Non poteva esserci una grande rassegna mercato sull’ antiquariato campano, se non a Napoli. Dopo il successo ottenuto dalle precedenti edizioni, svoltesi nei padiglioni della Mostra d’ Oltremare, si è scelto come location l’ Ippodromo di Agnano.
La mostra, riservata agli addetti ai lavori ed ai tanti appassionati di oggetti antichi, è aperta ogni domenica mattina. Nei suoi stand, sono esposti pregiati pezzi di arredamento del ‘700 e dell ‘800, sia napoletani che francesi; gioielli, vassoi ed argenterie d’epoca, gouaches, quadri, stampe e curiosità di ogni tipo.
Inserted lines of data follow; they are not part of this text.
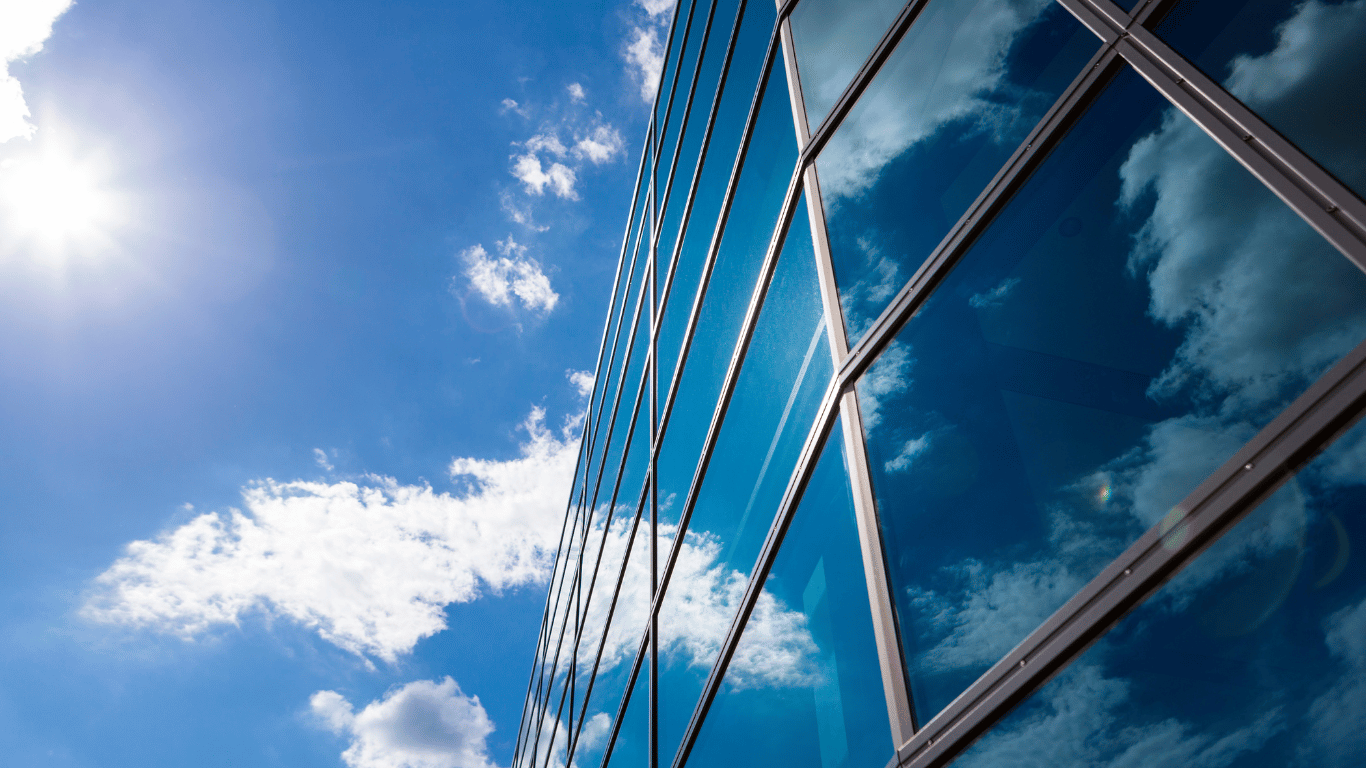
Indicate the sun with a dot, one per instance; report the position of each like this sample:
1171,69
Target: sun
55,204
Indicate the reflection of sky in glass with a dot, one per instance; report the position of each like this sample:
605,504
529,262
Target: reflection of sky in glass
1137,312
832,40
1257,662
1287,59
828,709
750,48
784,376
959,93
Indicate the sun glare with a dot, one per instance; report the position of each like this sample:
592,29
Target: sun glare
55,204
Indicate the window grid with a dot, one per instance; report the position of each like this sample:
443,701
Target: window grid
1301,431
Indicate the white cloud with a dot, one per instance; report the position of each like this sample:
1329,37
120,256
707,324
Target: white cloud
600,145
422,724
582,381
511,275
955,64
23,28
1077,720
369,567
536,178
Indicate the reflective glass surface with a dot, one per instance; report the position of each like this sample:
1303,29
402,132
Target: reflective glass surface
832,40
805,688
746,66
708,79
779,391
1299,64
764,178
1253,656
960,92
1130,319
631,748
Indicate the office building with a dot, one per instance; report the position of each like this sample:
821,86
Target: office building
978,388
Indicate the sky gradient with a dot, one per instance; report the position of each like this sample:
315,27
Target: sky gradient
297,305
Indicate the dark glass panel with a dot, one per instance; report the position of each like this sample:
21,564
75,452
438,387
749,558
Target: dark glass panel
1253,656
960,92
805,686
832,40
779,391
1299,64
746,66
758,198
1131,317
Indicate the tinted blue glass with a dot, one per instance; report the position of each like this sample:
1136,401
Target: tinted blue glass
832,38
631,748
708,81
1299,64
955,99
784,376
746,66
803,688
1253,656
758,197
1131,317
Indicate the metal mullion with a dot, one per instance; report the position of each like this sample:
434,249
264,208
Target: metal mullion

Interessanti le credenze liberty piemontesi della Val Breda datate 1904 e i bronzi di varie dimensioni, alcuni dei quali realizzati da Valerio Gatto. Oltre ai trenta espositori campani, hanno aderito all’interessante iniziativa anche diverse aziende venete, trentine e pugliesi.
A sostegno della manifestazione articolata con cadenza settimanale, è intervenuto anche l’Ente Regionale per la Valorizzazione dell’Artigianato. Alla kermesse, organizzata in collaborazione con l’Associazione “Amici delle Ville Vesuviane e dei Palazzi Napoletani”, esperti del settore hanno parlato delle “Carrozze e delle Portantine” del Barocco napoletano, a cui è stata dedicata una proiezione di materiali fotografici d’epoca.
L’appuntamento di quest’anno rappresenta un passo importante verso traguardi internazionali, soprattutto per l’antiquariato campano. Non è escluso che dai prossimi anni, la mostra possa diventare una biennale internazionale degli oggetti e dei mobili antichi.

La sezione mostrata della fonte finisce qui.